John Frusciante (Red Hot Chili Peppers) - "When we [RHCP] started touring for the album By The Way, I and the rest of the band would always be listening to Pawn Hearts on the bus and back stage... With Hammill's singing there are so many vocal gymastics, he's capable of so much with his voice, and he's pushing himself even beyond his capabilities! Anthony [Kiedis, RHCP singer] has a couple of Van der Graaf albums, and he likes that extreme kind of singing very much. As a singer myself, I'm really in awe of Hammill."

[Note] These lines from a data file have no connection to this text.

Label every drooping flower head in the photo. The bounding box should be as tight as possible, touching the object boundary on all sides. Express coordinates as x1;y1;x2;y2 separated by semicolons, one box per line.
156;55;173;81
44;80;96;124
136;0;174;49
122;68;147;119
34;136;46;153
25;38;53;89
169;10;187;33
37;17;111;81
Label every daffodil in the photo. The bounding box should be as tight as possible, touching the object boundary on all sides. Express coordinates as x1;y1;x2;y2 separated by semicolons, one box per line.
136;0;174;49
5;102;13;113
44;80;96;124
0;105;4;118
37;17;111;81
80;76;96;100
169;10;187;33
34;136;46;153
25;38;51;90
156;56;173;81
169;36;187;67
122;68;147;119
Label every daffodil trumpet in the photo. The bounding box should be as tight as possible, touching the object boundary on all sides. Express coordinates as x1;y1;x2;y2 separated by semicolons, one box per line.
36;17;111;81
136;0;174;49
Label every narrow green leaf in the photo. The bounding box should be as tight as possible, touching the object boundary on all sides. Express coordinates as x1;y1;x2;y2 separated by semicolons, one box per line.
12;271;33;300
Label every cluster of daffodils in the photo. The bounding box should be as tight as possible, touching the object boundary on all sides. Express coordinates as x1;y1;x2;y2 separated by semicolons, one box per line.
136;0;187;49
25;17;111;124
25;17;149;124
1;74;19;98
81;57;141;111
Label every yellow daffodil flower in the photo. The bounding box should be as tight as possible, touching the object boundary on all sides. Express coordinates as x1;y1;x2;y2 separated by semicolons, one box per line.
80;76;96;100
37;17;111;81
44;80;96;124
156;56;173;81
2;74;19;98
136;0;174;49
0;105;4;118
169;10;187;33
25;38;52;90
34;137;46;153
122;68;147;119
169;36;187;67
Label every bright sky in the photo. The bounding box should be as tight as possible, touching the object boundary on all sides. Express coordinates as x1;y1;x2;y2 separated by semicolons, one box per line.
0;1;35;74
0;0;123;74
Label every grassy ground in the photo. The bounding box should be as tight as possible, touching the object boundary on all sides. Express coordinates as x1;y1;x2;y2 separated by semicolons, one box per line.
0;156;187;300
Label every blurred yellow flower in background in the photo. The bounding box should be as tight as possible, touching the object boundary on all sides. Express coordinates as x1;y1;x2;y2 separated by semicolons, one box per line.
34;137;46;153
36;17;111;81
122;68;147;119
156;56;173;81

Stephen Morris (Joy Division & New Order) - [names Pawn Hearts as one of his all time faves] "At the time, with Pawn Hearts, all of your mates would say: 'Ooh, there's a track that's three days long… it's pixie stuff'. But 'A Plague Of Lighthouse Keepers' is... like a nightmare with saxophones... terrifying. I really like Peter Hammill. He's another guy who's really unique - he has a really individual way of singing, and it's very raw."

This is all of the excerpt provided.